El cuello, por lo general, luce desnudo y el de las mujeres puede prolongarse con una gran variedad de escotes por la espalda, pecho y hombros; en los hombres el cuello no se alarga y por lo general luce la protuberancia laríngea (nuez de Adán) de dimensiones más o menos grandes.

Son complementos relacionados con el cuello la bufanda y el foulard, cada vez más difíciles de diferenciar, junto con sus compañeros el chal, el charpe y los pañuelos varios. Todas prendas de actualidad renovada en sus colores y estampados.

El chal es mayor que el foulard y la buf, llamada también “braga militar”, es una pieza cilíndrica que se ajusta al cuello entrando por la cabeza.

La bufanda, pieza de exterior ligada al frío, de longitud variable y estrecha, suele gozar de “flequillo” en sus dos extremos, dando la sensación de pieza inacabada, presta a ser continuada. En confección, todas estas prendas admiten una gran variedad de materiales, colores y estampados.

La bufanda, desde la confeccionada en serie a la pieza única tejida por la abuela, permite  agasajar “a la gent gran”, los padres en su día, dar contenido a los Reyes Magos poco comprometidos, dotar de identidad a los hinchas en el fútbol o a los partidos políticos, a los miembros de los colegios mayores, etc. permite, en fin, con elegancia cubrir cuello y pecho en los fríos días de invierno.
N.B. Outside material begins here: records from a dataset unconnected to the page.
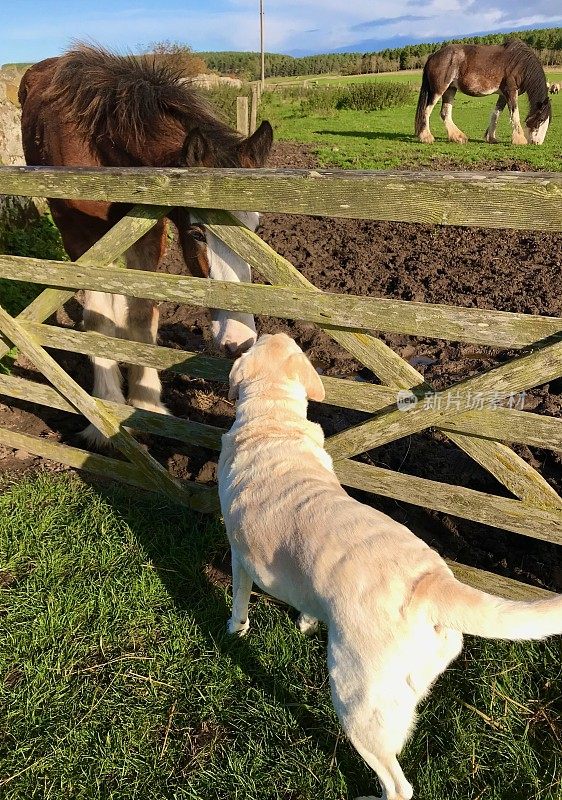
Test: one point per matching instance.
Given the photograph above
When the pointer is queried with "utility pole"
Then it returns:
(261, 46)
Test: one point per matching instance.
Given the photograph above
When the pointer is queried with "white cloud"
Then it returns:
(306, 25)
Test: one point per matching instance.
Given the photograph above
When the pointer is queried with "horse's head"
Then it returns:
(206, 255)
(537, 122)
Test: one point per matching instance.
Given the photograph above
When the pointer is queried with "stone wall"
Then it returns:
(14, 211)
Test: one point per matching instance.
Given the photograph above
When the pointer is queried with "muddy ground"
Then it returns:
(503, 270)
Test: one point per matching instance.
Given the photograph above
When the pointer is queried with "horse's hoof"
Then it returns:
(95, 439)
(426, 137)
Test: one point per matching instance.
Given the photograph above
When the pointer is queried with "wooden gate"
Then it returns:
(470, 412)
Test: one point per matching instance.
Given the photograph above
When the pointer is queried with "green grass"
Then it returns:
(117, 679)
(385, 140)
(38, 239)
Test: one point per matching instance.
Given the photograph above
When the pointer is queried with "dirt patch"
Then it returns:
(503, 270)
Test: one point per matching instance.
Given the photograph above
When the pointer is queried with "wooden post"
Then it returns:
(254, 108)
(242, 115)
(262, 51)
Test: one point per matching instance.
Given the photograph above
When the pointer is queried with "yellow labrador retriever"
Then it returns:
(394, 611)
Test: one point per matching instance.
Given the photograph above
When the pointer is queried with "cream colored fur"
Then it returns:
(395, 613)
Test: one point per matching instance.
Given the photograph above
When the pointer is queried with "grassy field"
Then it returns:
(385, 140)
(117, 679)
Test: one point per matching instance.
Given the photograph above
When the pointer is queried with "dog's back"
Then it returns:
(394, 611)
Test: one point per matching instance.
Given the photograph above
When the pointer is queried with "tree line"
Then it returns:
(547, 43)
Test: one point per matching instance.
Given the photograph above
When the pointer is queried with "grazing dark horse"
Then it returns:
(91, 108)
(510, 69)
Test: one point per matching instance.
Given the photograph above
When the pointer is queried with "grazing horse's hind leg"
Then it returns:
(454, 134)
(490, 134)
(425, 134)
(517, 136)
(106, 314)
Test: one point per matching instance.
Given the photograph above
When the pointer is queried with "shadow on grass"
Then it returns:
(193, 562)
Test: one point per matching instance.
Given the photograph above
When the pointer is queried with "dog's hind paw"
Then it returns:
(239, 628)
(306, 624)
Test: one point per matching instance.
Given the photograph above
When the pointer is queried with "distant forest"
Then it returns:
(547, 43)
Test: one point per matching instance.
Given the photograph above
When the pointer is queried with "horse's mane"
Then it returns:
(520, 55)
(129, 99)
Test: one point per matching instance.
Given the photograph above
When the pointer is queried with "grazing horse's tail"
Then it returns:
(423, 100)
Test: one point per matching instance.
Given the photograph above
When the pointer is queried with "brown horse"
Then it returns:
(90, 108)
(510, 69)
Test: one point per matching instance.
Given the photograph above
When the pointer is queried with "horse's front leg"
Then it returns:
(517, 136)
(106, 314)
(454, 134)
(490, 134)
(142, 323)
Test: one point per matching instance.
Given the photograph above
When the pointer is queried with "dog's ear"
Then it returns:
(300, 367)
(235, 377)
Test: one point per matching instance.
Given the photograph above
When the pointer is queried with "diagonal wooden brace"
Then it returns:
(94, 410)
(501, 461)
(517, 375)
(104, 252)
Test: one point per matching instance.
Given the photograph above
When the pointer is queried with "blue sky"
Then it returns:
(36, 29)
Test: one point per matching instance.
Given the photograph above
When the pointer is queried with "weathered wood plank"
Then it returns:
(183, 362)
(503, 424)
(519, 374)
(205, 499)
(497, 584)
(499, 460)
(478, 326)
(242, 115)
(123, 234)
(491, 200)
(94, 411)
(195, 433)
(489, 509)
(200, 498)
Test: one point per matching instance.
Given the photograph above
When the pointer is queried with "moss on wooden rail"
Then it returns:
(489, 509)
(490, 200)
(503, 424)
(477, 326)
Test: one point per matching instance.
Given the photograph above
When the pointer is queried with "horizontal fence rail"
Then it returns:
(491, 200)
(499, 329)
(472, 413)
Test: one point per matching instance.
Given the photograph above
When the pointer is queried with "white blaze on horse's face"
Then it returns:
(233, 331)
(537, 135)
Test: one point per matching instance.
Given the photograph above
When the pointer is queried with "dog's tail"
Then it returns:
(455, 605)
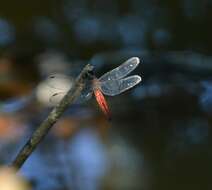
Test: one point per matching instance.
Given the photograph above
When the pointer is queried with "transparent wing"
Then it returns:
(56, 97)
(59, 82)
(121, 71)
(85, 95)
(115, 87)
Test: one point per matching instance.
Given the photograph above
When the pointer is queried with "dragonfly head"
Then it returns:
(90, 75)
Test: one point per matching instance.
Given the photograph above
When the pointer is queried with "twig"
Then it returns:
(52, 118)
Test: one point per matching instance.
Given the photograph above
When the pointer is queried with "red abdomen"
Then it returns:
(102, 102)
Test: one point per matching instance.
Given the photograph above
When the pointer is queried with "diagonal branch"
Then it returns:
(52, 118)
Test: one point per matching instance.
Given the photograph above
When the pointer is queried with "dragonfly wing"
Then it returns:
(59, 82)
(115, 87)
(121, 71)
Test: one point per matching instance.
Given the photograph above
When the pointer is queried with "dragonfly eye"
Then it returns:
(90, 75)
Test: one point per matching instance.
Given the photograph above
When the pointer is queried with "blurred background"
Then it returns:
(160, 133)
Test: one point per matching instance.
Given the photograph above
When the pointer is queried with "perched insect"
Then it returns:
(111, 83)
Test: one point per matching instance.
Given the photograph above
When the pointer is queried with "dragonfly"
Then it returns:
(111, 83)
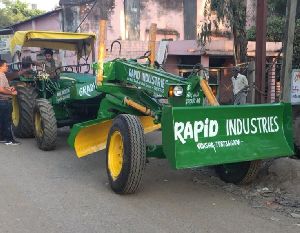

Todas estas piezas permiten usos varios desplazándose a lo largo de cuerpo, hombros y cuello, pero no es extraño que ocupen otras posiciones como la cintura o la cabeza, aunque es la buf la que permite pasar del cuello a convertirse en máscara, banda para la frente, gorro o, debidamente doblada, en muñequera.

El chal tiene en su haber la muerte de Isadora Duncan (1927), estrangulada, cuando el que llevaba puesto quedó atrapado por un extremo en el eje de una rueda posterior de su Bugatti.